Die erhaltenen Poly(tetrafluoräthylen-g-o-nitro-amino-styrol)-Scheiben (69,90 g) wurden in Dioxan (190 ml) in einem Glasreaktionsbehälter mit einem Fassungsvermögen von 250 ml suspendiert, und das Gemisch wurde 30 min bei Raumtemperatur gerührt, Thiophosgen (2,7 ml) wurde langsam zugegeben, und das Rühren wurde weitere 30 min fortgesetzt. Hierauf wurde Wasser (30 ml) während eines Zeitraums von 15 min in Portionen zugegeben, und es wurde eine weitere Stunde gerührt.
Nach dem Filtrieren wurden die erhaltenen Scheiben mit Wasser/Dioxan-Gemischen bis zur Chloridfreiheit und dann mit reinem Dioxan gewaschen. Das Trocknen wurde bei 65°C im Vakuum ausgeführt. Das Endgewicht der Scheiben betrug 70,20 g. Das Infrarotspektrum bestätigte die Anwesenheit von Isothiocyanato- und Nitrogruppen.
Beispiel 3
Herstellung von Poly(tetrafluoräthylen-g-carboxy-styrol)
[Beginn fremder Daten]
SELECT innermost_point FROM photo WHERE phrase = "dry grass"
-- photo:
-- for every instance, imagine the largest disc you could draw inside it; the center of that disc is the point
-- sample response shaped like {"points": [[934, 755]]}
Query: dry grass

Poly(tetrafluoräthylen-g-styrol)-Scheiben (80,37 g), hergestellt in einer analogen Weise wie im Beispiel 1, Teil (a) (enthaltend 5,48% aufgepfropftes Polystyrol), wurden in trockenem Nitrobenzol in einem Dreihalskolben mit einem Fassungsvermögen von 500 ml suspendiert, der mit einem Thermometer, einem Rührer und einem Trocknungsrohr ausgerüstet war. Wasserfreies Aluminiumchlorid (8,0 g) wurde zugegeben, worauf noch eine Lösung von Diphenylcarbamylchlorid (10,0 g) in trockenem Nitrobenzol (30,0 ml) zugesetzt wurde. Das Gemisch wurde unter Rühren auf 80°C erhitzt, worauf das Reaktionsgemisch eine dunkelblaue Farbe annahm. Das Reaktionsgemisch wurde 4 st bei 80—90°C gehalten, abgekühlt und filtriert, worauf die Scheiben mit Salzsäure, einem Salzsäure/Dioxan-Gemisch, mit reinem Dioxan und abschließend mit Methanol gewaschen wurden. Die Scheiben, welche eine cremegelbe Farbe besaßen, wurden dann im Vakuum bei 65"C getrocknet. Das Endgewicht des Polymers (81,19 g) zeigte, daß die Reaktion stattgefunden hatte. Das Infrarotspektrum zeigte zwei neue Spitzen, eine breite Bande bei 3400 cm-' und eine scharfe Bande bei 1660 cm -'.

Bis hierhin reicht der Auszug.